By Imbert Matthee
The Times 

It’s All In A Name

 

April 28, 2011

For those of our readers who paid attention, you already spotted the "soft" unveiling of the name for our planned new coffee shop on Waitsburg's Main Street.

You would have seen it in the first-ever Touchet River Valley visitors guide we released in collaboration with the Blue Mountain News earlier this month. It was in the form of a "Coming This Summer" ad in the guide's dining section.

But we'll give you the real scoop about its origin here, or at least the reasons why we chose the name.

We've brainstormed about the name for as long as we've had the idea of opening a coffee shop on Main Street, and that precedes our purchase of the two Times buildings in November 2009.

As excited as we were about taking over the Times, it was equally inspiring to know at the time that we could turn one of the buildings the newspaper owned into a gourmet espresso cafe and a place for local residents to hang out in a second living room away from home.

A name is important to a business. It's part of your identity, part of your customers' experience, part of your "presentation." It conjures up images and associations. So we wanted to be very mindful about our selection.

We had a blast thinking of different names. One possibility was a play on existing fixtures on Main Street. For patrons "whooping it up" at the Whoop Em Up (or the jimgermanbar) in the evening, for instance, we thought perhaps a morning operation like ours ought to be called the Scoop Em Up.

That led to the name the "Big Scoop" or the "Scoop," appropriate for several reasons. We'd be scooping up the "partiers" for coffee the next morning. We'd be serving homemade ice cream and scooping arabica coffee beans into our espresso grinders daily. Plus, being next to a newspaper, you'll be able to get the "scoop" in the latest edition of the Times.

That name stuck for a long time.

So did " Freedom Of Espresso." It was an original brain wave, meaning that one of us combined the First Amendment phrase (again, next door to the newspaper) with our yearning for decent coffee. But when we went online, we discovered there's a coffee shop by that same name in the college town of Ithaca, New York. Great minds think alike.

We're still going to keep it - as our tag line or slogan.

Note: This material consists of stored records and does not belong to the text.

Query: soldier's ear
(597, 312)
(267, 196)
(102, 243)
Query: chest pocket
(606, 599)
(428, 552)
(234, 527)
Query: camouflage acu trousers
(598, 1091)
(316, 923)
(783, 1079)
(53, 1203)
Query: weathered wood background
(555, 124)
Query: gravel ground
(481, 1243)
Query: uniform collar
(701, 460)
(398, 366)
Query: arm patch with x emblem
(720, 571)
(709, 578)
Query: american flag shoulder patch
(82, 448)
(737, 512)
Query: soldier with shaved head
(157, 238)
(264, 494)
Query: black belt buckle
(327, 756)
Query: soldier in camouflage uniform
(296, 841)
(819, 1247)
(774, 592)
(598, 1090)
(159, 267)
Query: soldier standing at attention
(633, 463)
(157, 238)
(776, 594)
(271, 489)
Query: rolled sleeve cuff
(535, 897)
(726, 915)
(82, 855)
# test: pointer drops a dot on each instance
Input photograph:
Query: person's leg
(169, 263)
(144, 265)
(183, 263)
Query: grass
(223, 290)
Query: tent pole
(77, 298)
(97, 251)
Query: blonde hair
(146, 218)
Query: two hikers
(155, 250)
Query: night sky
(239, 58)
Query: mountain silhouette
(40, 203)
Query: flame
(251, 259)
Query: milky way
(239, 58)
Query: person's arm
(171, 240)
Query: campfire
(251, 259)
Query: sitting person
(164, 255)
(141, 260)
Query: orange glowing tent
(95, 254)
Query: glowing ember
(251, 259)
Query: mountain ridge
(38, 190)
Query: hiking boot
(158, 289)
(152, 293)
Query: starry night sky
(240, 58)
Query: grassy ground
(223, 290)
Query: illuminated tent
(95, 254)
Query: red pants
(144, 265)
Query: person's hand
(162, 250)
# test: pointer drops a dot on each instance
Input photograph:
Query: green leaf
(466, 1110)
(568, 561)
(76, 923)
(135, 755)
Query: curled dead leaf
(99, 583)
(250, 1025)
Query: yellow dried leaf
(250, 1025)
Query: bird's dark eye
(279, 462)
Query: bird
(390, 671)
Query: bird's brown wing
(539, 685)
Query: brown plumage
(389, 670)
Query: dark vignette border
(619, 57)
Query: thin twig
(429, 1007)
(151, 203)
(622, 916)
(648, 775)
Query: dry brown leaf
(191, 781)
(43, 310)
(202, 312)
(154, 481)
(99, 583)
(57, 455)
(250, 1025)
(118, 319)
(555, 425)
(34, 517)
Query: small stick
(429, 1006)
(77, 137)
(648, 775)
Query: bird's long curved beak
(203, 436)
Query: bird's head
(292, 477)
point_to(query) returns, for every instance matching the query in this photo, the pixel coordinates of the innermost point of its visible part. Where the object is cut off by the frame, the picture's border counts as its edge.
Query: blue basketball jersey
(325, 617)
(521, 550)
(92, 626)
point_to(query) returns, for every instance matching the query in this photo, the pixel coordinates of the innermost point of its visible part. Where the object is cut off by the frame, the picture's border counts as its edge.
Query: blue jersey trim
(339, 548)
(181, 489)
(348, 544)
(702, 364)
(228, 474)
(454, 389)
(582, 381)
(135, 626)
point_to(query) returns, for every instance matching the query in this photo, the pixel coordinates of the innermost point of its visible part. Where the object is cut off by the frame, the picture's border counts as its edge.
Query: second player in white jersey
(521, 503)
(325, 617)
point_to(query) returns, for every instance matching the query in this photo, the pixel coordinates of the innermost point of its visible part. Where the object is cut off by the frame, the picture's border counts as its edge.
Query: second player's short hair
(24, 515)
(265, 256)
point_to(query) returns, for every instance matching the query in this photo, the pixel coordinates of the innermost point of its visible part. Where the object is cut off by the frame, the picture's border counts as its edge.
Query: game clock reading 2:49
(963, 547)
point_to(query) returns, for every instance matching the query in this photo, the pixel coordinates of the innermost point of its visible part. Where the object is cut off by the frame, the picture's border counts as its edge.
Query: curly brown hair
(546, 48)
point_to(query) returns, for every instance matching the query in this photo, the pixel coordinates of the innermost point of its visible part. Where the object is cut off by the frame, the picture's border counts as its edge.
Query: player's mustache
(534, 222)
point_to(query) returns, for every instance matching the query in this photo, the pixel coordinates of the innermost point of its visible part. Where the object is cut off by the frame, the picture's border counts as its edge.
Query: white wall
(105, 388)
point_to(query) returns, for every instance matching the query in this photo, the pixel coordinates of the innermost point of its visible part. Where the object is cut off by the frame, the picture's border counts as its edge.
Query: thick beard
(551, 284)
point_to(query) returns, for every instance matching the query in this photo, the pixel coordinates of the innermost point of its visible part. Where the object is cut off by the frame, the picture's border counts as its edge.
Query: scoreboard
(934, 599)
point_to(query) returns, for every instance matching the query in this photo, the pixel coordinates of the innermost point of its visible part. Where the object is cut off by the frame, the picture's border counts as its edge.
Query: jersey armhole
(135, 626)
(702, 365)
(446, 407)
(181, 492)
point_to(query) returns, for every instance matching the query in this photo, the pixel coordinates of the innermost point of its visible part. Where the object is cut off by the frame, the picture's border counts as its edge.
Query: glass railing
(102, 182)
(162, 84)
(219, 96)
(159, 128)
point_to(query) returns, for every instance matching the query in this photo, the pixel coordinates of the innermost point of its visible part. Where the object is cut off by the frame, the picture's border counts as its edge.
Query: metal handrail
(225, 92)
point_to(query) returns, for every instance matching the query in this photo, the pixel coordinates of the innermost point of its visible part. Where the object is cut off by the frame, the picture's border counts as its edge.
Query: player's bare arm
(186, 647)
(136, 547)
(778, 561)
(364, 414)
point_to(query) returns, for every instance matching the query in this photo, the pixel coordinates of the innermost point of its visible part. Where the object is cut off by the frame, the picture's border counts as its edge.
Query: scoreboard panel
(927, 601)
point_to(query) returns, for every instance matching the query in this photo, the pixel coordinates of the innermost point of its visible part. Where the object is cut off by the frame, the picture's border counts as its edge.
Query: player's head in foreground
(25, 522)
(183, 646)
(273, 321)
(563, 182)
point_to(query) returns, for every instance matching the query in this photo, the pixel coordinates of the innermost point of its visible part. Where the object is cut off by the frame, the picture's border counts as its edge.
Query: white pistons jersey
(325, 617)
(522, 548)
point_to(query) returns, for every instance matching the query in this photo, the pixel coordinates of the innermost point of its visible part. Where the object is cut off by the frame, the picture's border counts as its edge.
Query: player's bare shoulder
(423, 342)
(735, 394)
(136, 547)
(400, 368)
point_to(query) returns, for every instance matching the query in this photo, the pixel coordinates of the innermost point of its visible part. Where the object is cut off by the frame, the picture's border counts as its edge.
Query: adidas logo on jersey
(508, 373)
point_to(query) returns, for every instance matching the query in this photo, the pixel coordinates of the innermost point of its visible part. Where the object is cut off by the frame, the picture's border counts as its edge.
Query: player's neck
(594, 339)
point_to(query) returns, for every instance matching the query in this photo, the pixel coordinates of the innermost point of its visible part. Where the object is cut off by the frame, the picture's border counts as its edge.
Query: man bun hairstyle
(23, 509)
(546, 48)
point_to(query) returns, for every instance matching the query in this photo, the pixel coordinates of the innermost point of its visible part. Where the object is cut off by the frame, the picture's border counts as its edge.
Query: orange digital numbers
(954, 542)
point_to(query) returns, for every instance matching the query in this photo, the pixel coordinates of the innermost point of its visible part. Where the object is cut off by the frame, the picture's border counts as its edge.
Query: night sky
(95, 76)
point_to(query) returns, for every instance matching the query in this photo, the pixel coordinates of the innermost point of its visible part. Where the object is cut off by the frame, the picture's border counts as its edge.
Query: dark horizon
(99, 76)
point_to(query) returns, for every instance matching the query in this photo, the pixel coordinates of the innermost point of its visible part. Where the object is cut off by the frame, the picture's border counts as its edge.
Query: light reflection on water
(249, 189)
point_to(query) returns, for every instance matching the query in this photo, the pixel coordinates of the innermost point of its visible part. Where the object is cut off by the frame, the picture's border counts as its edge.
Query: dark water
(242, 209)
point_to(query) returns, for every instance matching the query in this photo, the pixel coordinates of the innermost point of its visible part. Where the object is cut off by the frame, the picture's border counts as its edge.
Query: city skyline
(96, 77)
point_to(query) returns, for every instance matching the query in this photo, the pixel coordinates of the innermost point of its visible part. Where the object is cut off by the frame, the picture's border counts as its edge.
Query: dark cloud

We tapped the news industry vein for a while, coming up with The Newsroom, Tutti Papparazzi, Early Edition, Type A, Hard News Cafe, Grip & Grounds, Reliable Source, Muckraker, and Periodista (Spanish for "reporter").

One choice that also stood out for a long time was the Buzz, since it combined the lift from caffeine with the excitement of all the news gathered for the newspaper.

The choices got much more far-fetched at one time. We had Espresso Desperado or Despressorado, Blistering Barnacles (a favorite exclamation of Captain Haddock of the comic series Tin Tin, which we liked simply for the way it sounded), Sticky Fingers (for some of the more gooey pastries we might serve), Crowd Control (we are hoping to be popular), Rocket Fuel, Blue Vienna, Dancing Dawn, Dizzy's (that famous local mutt), Oasis (a place where Izzy the camel could feel comfortable), Chez Matthee and so on.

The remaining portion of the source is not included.